Com estas palavras inequívocas, o Senhor mostrou - nos qual é o verdadeiro
caminho que leva à felicidade eterna. Ego sum via: Ele é o único caminho que
une o Céu à terra. Declara-o a todos os homens, mas recorda-o especialmente aos
que, como tu e eu, lhe dissemos que estamos decididos a tomar a sério a nossa
vocação de cristãos, de modo que Deus se encontre sempre presente nos nossos
pensamentos, nos nossos lábios e em todos os nossos actos, mesmo naqueles mais
normais e correntes.
Jesus
é o caminho.

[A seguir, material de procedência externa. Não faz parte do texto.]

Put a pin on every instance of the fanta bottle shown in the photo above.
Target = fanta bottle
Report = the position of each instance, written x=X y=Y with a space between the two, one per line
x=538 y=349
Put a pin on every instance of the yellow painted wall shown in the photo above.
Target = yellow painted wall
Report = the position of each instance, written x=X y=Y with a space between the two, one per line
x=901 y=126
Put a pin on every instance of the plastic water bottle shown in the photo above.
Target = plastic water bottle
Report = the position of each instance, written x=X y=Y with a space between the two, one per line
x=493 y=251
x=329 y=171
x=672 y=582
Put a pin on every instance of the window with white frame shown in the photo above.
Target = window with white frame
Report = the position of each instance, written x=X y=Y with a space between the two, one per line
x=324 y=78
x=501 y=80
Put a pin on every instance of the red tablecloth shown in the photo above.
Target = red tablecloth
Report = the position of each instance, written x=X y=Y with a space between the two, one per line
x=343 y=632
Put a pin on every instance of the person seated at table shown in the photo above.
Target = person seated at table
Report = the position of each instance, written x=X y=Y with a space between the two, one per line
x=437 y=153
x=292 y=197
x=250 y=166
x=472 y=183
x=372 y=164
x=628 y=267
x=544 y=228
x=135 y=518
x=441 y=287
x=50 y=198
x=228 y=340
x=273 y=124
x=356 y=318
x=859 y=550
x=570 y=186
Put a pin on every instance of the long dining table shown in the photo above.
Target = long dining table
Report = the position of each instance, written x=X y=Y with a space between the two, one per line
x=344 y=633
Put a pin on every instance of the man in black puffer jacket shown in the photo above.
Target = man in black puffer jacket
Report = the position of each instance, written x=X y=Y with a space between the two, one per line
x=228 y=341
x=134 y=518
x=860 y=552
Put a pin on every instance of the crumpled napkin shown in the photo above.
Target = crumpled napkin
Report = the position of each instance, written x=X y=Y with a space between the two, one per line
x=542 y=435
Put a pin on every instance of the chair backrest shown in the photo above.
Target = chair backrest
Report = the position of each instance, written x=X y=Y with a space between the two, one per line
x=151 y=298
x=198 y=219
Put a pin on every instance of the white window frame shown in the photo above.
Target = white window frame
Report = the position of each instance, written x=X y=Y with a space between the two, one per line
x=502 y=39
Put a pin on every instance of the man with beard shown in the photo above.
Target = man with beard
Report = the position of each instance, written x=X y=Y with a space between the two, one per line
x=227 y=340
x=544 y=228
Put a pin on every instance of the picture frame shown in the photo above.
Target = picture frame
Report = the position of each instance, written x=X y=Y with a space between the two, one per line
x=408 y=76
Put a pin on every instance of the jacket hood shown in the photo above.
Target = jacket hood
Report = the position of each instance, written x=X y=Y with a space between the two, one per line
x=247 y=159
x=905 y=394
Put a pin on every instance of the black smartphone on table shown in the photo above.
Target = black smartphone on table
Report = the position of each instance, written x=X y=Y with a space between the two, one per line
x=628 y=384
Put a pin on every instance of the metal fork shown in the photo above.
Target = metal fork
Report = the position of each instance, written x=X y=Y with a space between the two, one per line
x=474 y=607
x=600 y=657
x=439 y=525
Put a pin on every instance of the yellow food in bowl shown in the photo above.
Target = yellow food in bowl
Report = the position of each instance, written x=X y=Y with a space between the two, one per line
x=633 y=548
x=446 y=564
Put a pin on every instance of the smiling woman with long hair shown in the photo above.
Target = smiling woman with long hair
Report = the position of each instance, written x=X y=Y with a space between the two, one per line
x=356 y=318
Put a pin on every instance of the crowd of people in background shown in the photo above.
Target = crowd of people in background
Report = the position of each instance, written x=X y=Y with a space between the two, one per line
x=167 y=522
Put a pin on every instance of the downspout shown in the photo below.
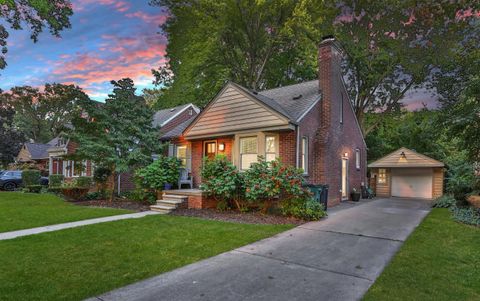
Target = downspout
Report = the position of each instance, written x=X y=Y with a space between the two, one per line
x=297 y=150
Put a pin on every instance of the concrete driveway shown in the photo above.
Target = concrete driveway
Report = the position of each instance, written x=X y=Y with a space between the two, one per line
x=337 y=258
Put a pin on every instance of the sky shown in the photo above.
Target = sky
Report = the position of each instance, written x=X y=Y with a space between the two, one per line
x=109 y=40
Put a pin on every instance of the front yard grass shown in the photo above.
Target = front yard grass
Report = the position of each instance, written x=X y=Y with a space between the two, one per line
x=29 y=210
x=82 y=262
x=439 y=261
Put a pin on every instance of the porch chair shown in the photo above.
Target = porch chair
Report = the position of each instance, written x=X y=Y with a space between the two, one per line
x=184 y=178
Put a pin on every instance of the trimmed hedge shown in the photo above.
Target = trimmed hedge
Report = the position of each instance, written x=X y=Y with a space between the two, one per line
x=55 y=181
x=31 y=177
x=83 y=182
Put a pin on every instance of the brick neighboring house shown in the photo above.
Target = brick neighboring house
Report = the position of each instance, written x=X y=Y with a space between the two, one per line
x=311 y=125
x=59 y=148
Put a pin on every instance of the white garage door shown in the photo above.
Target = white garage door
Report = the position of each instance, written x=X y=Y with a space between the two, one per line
x=412 y=182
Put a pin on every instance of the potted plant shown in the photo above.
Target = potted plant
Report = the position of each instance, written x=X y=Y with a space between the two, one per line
x=355 y=195
x=160 y=174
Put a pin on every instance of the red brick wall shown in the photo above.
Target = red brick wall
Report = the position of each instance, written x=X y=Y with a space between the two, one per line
x=197 y=155
x=184 y=116
x=337 y=138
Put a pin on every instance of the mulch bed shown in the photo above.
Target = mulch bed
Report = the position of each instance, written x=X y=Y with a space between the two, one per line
x=237 y=217
x=119 y=204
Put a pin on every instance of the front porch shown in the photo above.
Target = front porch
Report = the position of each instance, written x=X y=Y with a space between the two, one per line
x=186 y=198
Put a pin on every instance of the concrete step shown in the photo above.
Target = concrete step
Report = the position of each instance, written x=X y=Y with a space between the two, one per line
x=162 y=209
x=174 y=197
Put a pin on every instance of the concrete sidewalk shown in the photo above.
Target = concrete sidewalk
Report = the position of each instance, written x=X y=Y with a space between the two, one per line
x=32 y=231
x=338 y=258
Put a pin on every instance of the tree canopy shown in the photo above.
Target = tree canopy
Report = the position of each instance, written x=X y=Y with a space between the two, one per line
x=266 y=44
x=118 y=134
x=36 y=15
x=42 y=114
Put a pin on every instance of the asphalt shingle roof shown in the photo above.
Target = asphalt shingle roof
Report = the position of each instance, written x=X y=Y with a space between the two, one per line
x=178 y=130
x=291 y=101
x=38 y=150
x=163 y=115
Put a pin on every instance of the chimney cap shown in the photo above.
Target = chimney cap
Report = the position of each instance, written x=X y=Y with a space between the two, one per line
x=328 y=37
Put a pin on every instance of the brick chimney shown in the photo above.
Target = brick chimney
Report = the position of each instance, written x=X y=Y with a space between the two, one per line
x=329 y=60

Ele deixou neste mundo as pegadas limpas dos seus passos, sinais
indeléveis que nem o desgaste dos anos nem a perfídia do inimigo conseguiram
apagar. Iesus Christus heri,
et hodie; ipse et in
sæcula. Como gosto de recordá-lo! Jesus Cristo, o mesmo que
foi ontem para os Apóstolos e para as pessoas que o procuravam, vive hoje para
nós e viverá pelos séculos sem fim. Nós, homens, é que às vezes não conseguimos
descobrir o seu rosto, perenemente actual, porque olhamos com olhos cansados ou
turvos. Agora, ao começar este tempo de oração junto ao Sacrário, pede-lhe como
aquele cego do Evangelho: Domine, ut videam!, Senhor, que eu veja! Que se encha
de luz a minha inteligência e a palavra de Cristo penetre na minha mente; que a
sua Vida enraíze na minha alma para me transformar com vista à Glória eterna.